Vadesinde ödenmeyen amme alacaklarına uygulanan gecikme zammı oranının 2010/965 sayılı Bakanlar Kurulu Kararı ile %1.40’a indirilmesi vergilerini ödemek konusunda iyi niyetli olan mükellefler için önemli bir imkândır. Bu hem kamu alacaklarının daha çabuk Maliye veznelerine girmesini sağlayan hem de Maliye-mükellef uyumuna katkı sağlayabilecek bir konu. Ancak gecikme zammı/faizi oranı bugün itibariyle çok yüksek. 
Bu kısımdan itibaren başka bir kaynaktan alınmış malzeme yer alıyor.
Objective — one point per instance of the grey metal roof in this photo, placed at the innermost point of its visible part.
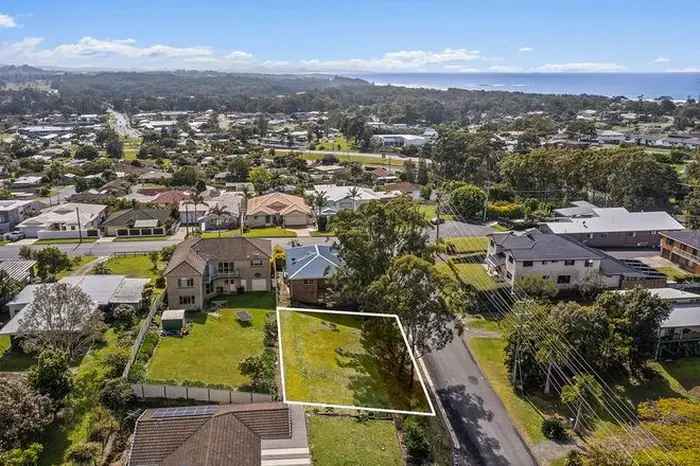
(312, 262)
(18, 270)
(689, 237)
(535, 245)
(616, 220)
(683, 315)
5 yıldır uygulanan bu oran ile her yıl vergi cezalarının endekslendiği yeniden değerleme oranı (YDO), mükelleflerin finansal piyasalarda mevduat/kredi işlemlerinde uyguladığı faiz oranları, yıllık tüketici enflasyonu (TÜFE) ve devletin borçlanma senetlerindeki faiz oranı gibi göstergelerden uzaklaştığı görülmektedir. 
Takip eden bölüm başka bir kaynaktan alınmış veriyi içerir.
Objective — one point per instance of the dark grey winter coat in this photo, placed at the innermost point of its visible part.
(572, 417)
Yıl    TÜFE (%)    YDO (%)    GZ (Yıllık)
2014    8.17    10.11    16.80
2013    7.40    3.93    16.80
2012    6.16    7.80    16.80
2011    10.45    10.26    16.80

2014 yılı için yeniden değerleme oranının %10.11; enflasyonun (TÜFE) %8.17, Devlet tahvili ve Hazine bonosu ihalelerinde oluşan bileşik ortalama faiz oranının %8’lerde; 3095 sayılı Kanun'a göre uygulanan kanuni faizin %9, ticari temerrüt faizinin %10.5 olduğu göz önünde bulundurulduğunda yıllık %16.80 olan gecikme zammı oranının düşürülmesi veya kanuni bir değişiklikle en yakın ve anlamlı göstergeye endekslenmesi mükellef-vergi idaresi uyumu için son derece olumlu bir adım olabilir. Bu uygulamanın vergi gelirlerinin Hazine'ye intikal süresini de azaltabileceği şüphesizdir.